The BrainSpan transcriptome database (http://www.brainspan.org) was used to build developing human brain networks47. Data from eight post-conceptual weeks to 40 years of age were analyzed. A total of 385 samples were used for the analysis after combining the multiplicates by taking mean values. Probes with TPM (transcripts per million) >5 in at least one sample were used, yielding 23,943 probes as “brain-expressed transcripts”.

Brain transcriptome network analysis

Using the above brain-expressed transcripts, we created eight known gene co-expression networks by selecting genes that are highly correlated to our set of genes (n = 164; Pearson’s correlation r > 0.7), in which their disease associations were previously reported, from each developmental period (Fig. 1f). Then, we asked whether our novel genes can be successfully integrated into the known gene co-expression network. We randomly selected 53 genes (equal to the number of our novel genes) in brain-expressed transcripts and counted how many edges they formed with the known genes. The 105 random gene selections were performed and the number of edges with a known gene was used to construct a distribution. The number of edges from our observed novel genes was evaluated against the random distributions. P-values were calculated using z-score, assuming normal distrubutions.
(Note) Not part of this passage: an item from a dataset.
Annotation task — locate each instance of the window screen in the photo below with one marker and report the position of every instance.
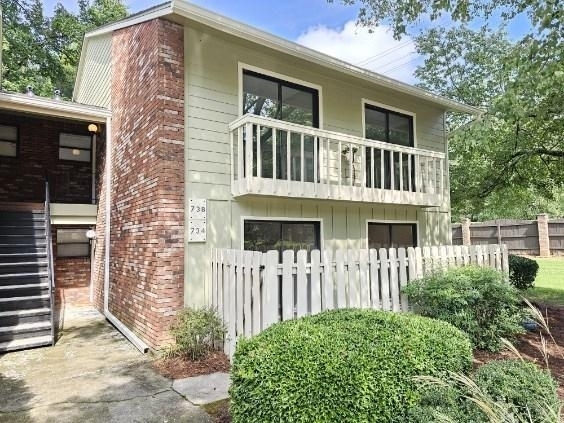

Recessive variant analysis

Variants were first filtered by gnomAD allele frequency of 0.001 in a heterozygous status and ability to alter protein sequences. Then CH variants were called on a trio setting. If a gene contains more than one filtered variant and each variant was inherited from mother and father separately (for proband), or at least one but not all of the filtered variants of a gene were found from the progeny (for parent), the variants were called as CH. RHo variants were called if filtered variants are inherited in a homozygous manner in autosomes and never seen in gnomAD as homozygous. RHe variants were called if filtered variants are in the X chromosome and never seen in gnomAD as hemizygous or homozygous. Functionality scores were extracted from dbNSFP48.

Statistical evaluation

Statistical analysis of this study was conducted using the R package (version 3.6.0). When comparing difference of two groups, normality of the distribution was first evaluated by Shapiro-Wilks test and then either Student’s t-test or a non-parametric Mann-Whitney U test was performed. P-value < 0.05 was considered as statistically significant, and adjusted FDR P-values were used when correcting for multiple tests. Correlation between variables was determined by using the Pearson’s correlation coefficient test.

Ethical approval and informed consent

This study was approved by the Seoul National University Hospital Institutional Review Board (No. 1406-081-588), and was performed in accordance with the relevant guidelines and regulations. Written informed consent was obtained from all enrolled patients or their legal representatives.